The bus was moving at a much higher speed.
About 5:17 a.m., the bus collided with the truck with such force that the first third of the bus became enmeshed in the truck’s trailer.
“The speed of the bus was so significant that when it hit the back of the big-rig trailer, the trailer itself entered about 15 feet into the bus,” California Highway Patrol Border Division Chief Jim Abele told reporters at a news conference Sunday.
Thirteen people were killed in the crash and 31 injured people were taken to hospitals, officials said. All of them were adults, with injuries ranging from minor to critical.
“In almost 35 years, I’ve never been to a crash where there’s been 13 confirmed [fatalities],” Abele said. “So, it’s tough. It’s tough for all of us. … And you never get used to it.”
As of Monday morning, the Riverside County Coroner’s Office had not released names of the victims. Of the 13 killed, 10 were women and three were men.

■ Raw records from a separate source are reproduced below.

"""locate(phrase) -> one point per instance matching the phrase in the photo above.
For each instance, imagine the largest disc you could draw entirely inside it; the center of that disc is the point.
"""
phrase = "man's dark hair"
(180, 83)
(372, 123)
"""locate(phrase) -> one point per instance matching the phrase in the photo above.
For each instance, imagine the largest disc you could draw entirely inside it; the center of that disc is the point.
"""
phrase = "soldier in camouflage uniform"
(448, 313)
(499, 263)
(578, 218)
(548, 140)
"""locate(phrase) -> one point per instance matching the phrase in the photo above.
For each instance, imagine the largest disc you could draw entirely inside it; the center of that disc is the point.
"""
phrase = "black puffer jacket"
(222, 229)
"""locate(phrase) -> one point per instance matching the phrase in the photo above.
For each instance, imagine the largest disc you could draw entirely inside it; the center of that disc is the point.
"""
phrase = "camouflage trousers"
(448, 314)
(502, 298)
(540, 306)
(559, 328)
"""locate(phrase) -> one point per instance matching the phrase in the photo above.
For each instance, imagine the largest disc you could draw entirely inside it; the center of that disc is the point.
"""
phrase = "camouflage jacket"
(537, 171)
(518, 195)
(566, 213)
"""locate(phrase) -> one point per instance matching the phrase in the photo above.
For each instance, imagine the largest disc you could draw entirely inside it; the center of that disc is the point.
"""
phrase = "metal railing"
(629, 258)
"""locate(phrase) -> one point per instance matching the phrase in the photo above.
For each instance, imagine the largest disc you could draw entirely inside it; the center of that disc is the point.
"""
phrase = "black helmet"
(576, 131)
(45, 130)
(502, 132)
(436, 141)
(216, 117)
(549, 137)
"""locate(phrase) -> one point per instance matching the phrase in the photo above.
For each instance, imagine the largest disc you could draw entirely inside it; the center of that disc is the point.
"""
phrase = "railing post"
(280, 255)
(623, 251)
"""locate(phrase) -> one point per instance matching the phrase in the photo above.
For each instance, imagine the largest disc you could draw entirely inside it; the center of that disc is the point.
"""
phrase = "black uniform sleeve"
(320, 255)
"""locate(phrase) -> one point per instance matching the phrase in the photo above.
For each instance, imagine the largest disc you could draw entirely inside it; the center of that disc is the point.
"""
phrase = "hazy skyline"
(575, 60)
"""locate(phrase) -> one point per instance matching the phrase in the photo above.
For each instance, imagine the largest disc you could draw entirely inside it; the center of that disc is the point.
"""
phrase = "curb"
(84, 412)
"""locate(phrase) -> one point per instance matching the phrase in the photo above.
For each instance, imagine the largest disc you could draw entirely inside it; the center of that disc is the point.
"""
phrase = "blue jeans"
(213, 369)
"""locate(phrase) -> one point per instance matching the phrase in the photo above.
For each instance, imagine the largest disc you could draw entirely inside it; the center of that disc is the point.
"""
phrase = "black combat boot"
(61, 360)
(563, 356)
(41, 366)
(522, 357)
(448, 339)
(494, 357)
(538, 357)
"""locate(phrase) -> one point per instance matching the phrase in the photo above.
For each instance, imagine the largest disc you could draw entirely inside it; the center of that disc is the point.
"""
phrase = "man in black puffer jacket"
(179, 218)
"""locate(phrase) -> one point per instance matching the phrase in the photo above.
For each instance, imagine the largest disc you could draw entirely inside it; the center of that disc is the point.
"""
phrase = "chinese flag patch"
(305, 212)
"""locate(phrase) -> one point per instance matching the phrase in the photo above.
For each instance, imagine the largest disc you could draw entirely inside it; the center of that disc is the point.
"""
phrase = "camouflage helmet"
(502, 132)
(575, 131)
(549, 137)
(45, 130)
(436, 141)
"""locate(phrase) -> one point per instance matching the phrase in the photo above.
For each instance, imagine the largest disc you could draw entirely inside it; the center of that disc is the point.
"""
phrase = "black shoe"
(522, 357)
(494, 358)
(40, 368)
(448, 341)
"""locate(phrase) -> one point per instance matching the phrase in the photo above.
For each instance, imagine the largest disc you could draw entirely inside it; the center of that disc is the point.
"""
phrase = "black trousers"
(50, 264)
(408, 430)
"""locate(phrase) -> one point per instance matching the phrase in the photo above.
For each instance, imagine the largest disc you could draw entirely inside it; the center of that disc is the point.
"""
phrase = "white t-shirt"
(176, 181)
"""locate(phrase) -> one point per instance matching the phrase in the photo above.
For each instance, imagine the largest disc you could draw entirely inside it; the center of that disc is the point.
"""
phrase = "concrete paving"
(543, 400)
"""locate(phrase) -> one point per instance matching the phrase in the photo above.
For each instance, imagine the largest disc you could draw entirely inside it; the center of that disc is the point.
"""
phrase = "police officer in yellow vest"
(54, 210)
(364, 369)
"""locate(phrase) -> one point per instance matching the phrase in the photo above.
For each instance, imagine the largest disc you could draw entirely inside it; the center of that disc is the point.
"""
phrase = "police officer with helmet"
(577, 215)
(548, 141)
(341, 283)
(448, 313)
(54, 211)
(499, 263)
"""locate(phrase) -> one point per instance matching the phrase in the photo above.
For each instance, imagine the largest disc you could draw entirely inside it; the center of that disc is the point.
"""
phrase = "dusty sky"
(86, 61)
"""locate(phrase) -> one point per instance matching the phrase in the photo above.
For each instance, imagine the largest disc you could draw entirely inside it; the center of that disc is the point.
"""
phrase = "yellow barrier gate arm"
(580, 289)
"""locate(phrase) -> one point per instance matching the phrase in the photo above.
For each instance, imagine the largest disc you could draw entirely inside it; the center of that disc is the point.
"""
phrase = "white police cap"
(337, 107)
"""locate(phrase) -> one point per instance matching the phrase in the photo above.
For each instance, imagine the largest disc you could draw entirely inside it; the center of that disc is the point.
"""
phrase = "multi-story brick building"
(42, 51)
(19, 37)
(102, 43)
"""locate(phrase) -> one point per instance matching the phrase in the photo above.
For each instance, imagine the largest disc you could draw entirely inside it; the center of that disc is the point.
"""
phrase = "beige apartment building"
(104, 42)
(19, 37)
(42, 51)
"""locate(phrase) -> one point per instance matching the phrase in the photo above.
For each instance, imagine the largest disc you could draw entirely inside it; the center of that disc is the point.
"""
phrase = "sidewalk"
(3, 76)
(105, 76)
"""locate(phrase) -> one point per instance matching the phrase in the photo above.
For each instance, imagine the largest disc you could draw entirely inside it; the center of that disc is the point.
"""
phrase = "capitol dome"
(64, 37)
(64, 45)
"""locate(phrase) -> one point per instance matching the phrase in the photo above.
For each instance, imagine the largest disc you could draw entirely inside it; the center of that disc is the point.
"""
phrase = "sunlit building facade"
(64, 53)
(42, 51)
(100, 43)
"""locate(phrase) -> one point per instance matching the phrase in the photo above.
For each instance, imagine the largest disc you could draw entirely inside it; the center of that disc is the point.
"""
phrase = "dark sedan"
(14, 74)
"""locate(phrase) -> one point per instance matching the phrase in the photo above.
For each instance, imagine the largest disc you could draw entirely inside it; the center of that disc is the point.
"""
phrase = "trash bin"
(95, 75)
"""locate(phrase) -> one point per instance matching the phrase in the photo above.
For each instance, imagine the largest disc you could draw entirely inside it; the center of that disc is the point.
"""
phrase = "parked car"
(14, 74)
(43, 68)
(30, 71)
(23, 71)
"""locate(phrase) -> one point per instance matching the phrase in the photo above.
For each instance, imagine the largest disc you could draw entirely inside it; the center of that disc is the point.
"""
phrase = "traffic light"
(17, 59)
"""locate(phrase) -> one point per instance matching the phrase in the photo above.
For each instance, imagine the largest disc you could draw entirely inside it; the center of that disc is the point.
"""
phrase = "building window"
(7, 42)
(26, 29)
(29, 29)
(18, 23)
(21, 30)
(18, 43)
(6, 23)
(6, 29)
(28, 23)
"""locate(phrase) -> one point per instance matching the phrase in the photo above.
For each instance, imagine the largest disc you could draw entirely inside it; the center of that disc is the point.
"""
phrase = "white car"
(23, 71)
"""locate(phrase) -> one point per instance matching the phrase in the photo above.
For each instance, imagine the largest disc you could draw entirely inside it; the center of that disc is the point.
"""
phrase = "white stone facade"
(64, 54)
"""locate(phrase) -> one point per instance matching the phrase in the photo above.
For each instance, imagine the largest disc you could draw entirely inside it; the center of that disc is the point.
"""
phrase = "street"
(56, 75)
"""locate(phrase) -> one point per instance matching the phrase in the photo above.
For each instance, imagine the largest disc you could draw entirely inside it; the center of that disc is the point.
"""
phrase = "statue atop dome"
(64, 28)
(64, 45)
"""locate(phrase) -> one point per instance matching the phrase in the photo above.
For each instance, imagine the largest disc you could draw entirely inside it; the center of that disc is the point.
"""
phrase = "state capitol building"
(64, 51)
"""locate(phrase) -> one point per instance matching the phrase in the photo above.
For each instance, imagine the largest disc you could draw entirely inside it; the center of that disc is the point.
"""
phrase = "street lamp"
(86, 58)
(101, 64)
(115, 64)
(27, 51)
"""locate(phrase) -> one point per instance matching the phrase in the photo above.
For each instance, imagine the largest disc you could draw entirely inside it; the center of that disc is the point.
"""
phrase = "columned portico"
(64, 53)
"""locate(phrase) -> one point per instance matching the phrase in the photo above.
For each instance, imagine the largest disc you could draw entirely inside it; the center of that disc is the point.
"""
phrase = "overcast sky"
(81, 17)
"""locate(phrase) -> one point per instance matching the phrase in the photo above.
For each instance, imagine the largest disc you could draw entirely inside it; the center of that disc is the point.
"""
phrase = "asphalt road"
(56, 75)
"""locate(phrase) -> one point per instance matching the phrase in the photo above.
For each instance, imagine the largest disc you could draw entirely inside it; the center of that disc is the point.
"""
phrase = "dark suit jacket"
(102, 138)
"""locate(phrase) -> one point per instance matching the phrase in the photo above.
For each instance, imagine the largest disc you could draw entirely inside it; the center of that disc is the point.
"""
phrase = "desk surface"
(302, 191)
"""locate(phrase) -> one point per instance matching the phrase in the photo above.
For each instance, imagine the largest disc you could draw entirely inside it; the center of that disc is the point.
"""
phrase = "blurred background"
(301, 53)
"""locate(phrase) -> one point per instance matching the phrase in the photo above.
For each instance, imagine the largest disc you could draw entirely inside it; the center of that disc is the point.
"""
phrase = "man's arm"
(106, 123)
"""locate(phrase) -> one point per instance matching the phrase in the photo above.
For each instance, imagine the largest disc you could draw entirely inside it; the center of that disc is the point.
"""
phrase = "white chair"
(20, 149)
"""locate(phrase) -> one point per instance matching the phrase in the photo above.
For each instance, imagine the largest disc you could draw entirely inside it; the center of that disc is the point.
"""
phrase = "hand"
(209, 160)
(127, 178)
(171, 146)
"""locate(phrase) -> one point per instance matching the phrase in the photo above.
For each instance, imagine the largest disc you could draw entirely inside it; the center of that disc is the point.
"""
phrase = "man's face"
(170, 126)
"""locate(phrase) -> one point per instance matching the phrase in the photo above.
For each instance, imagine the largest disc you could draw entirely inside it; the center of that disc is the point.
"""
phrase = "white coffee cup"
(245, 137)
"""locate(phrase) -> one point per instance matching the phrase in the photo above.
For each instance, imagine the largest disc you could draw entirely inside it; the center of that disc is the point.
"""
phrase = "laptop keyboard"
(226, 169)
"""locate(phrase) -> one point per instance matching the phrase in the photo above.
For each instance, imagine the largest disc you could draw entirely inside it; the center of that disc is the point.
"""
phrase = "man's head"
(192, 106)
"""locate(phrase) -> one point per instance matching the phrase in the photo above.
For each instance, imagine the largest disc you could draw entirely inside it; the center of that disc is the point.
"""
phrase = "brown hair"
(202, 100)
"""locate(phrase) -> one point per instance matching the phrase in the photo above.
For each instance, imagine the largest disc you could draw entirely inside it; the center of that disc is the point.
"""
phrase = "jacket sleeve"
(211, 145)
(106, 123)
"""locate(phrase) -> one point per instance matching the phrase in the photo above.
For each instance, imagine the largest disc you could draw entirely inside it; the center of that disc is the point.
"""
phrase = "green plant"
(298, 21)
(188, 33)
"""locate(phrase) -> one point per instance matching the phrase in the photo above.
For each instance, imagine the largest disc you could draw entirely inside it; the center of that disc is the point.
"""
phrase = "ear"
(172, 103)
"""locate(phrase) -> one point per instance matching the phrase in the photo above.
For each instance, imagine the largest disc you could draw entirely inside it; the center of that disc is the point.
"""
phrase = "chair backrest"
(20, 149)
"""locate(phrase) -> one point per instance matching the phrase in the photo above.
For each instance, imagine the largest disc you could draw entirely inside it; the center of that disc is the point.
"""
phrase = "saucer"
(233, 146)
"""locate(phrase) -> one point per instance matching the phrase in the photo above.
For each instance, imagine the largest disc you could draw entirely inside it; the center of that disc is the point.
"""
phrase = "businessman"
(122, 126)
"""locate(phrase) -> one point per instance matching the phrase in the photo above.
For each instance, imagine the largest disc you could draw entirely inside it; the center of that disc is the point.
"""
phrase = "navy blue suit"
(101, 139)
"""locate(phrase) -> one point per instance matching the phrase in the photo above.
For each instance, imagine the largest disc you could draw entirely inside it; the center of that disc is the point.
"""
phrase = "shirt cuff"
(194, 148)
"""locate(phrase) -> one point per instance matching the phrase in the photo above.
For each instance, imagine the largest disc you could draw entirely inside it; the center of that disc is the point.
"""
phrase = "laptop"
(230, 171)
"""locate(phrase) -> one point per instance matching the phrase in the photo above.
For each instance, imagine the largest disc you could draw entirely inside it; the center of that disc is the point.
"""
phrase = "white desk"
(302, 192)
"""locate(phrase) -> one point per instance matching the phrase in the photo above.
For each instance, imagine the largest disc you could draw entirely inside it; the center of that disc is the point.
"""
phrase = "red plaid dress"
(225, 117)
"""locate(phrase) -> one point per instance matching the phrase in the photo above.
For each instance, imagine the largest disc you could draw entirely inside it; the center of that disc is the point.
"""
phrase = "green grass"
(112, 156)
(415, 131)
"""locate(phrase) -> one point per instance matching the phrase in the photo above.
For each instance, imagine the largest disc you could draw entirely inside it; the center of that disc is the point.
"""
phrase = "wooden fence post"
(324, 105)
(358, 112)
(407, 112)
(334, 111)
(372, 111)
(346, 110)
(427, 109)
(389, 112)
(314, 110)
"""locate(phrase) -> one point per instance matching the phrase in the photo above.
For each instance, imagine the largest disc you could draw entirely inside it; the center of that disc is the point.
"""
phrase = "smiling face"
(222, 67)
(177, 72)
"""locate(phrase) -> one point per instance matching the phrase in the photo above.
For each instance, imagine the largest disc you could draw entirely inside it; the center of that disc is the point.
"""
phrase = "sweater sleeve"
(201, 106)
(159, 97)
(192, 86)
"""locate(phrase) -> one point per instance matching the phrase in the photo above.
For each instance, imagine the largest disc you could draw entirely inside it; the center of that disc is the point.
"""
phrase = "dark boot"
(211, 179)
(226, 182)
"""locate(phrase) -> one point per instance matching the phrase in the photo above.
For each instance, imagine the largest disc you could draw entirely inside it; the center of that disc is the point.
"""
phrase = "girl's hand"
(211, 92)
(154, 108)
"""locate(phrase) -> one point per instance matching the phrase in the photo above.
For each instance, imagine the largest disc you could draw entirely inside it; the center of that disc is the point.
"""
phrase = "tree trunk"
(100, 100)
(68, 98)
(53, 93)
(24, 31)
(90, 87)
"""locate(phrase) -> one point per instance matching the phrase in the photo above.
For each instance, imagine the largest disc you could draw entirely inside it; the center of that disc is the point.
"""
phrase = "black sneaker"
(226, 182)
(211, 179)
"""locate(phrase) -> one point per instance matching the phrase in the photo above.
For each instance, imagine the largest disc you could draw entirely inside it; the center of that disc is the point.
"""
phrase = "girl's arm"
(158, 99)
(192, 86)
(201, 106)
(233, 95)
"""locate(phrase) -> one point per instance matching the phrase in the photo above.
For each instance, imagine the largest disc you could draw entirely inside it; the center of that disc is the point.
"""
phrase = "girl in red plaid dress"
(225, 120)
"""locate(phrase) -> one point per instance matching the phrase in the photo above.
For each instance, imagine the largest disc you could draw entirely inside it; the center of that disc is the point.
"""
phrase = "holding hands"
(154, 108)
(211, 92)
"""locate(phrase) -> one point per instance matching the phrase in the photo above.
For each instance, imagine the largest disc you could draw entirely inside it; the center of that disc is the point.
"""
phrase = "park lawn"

The USA Holiday tour bus had been driving toward Los Angeles from the Red Earth Casino, about an hour’s drive southeast of where the crash took place, CHP spokesman Mike Radford said.
When CHP officers arrived, they found a gruesome scene that blocked much of the traffic on the I-10 in Desert Hot Springs, a small city about 10 miles north of Palm Springs, he said.
Photos of the crash showed a badly mangled tour bus, with its front end crushed into the back of the big rig’s trailer.
“The front six rows, where 12 people had been sitting, were squashed together. Everyone, dead and alive, was covered with blood,” bus passenger Miguel Martinez told the Los Angeles Times in a tearful interview after he was released from a hospital. “The right side of one man’s face was peeled back.”
“I was awakened by the sounds of people screaming for help,” another passenger, Ana Car, 61, told the Times. “I noticed a heavy-set woman lying in the center aisle to my right yelling, ‘My legs! My legs!’ ”
Traffic had been slowed on a stretch of I-10 for a maintenance crew, the Associated Press reported. A CHP official said the tour bus had been traveling faster than the truck, but a trauma surgeon said facial injuries to passengers suggested that the bus was slowing down before the collision, according to the AP.
Emergency responders had to lift the trailer with tow trucks to pull the semi-truck forward, and firefighters propped ladders directly against the tour bus’s windows to be able to reach and remove victims, the Desert Sun reported.
The remains of the tour bus — including seats that had been strewn across the freeway — had been cleared by noon Sunday, the Los Angeles Times reported.
Coroner vans removed white body bags, two at a time, from the side of the road, according to the newspaper.
The driver of the bus was among those killed, Abele told reporters. The driver of the semi-truck, which had been hauling food products, had minor injuries, the CHP official said.
The majority of the bodies were in their seats, indicating that passengers were seated properly.
Abele told reporters Sunday that investigators would be checking to see whether the 1996 bus contained a “black box” type of data recorder that could give them clues as to why the crash happened. It was too soon to determine whether speed, alcohol, distraction or fatigue were factors, he said.
“Right now we’re looking at everything,” Abele said. “We may not determine how the accident occurred because the driver was killed.”
The tour bus was inspected in April and had no mechanical problems, Abele said.
The crash snarled traffic on I-10 for hours. Chris and Rachel Williams told the Desert Sun that they were about five vehicles east of the crash and remained stuck on the highway for more than an hour.
“We’re doing good. We’re just saying our prayers for the people involved in this situation,” Chris Williams told the paper. “This is a day that will be remembered.”
Late Sunday morning, the CHP issued a traffic alert for the Coachella Valley and noted that all westbound lanes of I-10 would be closed for some time.
“We have a major incident with a freeway closure on westbound I-10 west of Indian Canyon Road in Palm Springs,” the agency said in a statement. “A collision involving a semi-truck and a tour bus is under investigation, and all westbound lanes of I-10 are closed for an unknown duration. Detours are set up to exit at Indian Canyon and go to SR-62. Please drive safe.”
An Instagram account for USA Holiday showed that the California-based tour bus company advertised regular trips to Las Vegas and other casinos, picking up passengers from Los Angeles’s Koreatown and Panorama City neighborhoods.
A call to a number listed for the company was not returned Sunday. By Sunday afternoon, the Instagram account was no longer publicly visible.
The National Transportation Safety Board said Sunday that it was sending a team to investigate.
The crash occurred near Palm Springs, a city that already was grieving the recent loss of two police officers.
In early October, a man wearing body armor opened fire on Palm Springs officers — killing two and injuring a third — as they responded to a domestic-disturbance call in the city.
One of the officers killed, Lesley Zerebny, 27, was the mother of a 4-month-old child and had recently returned from maternity leave.
The other, Jose Gilbert “Gil” Vega, 63, had been scheduled to retire in December after more than three decades on the force. He had chosen to work overtime on the day of his death.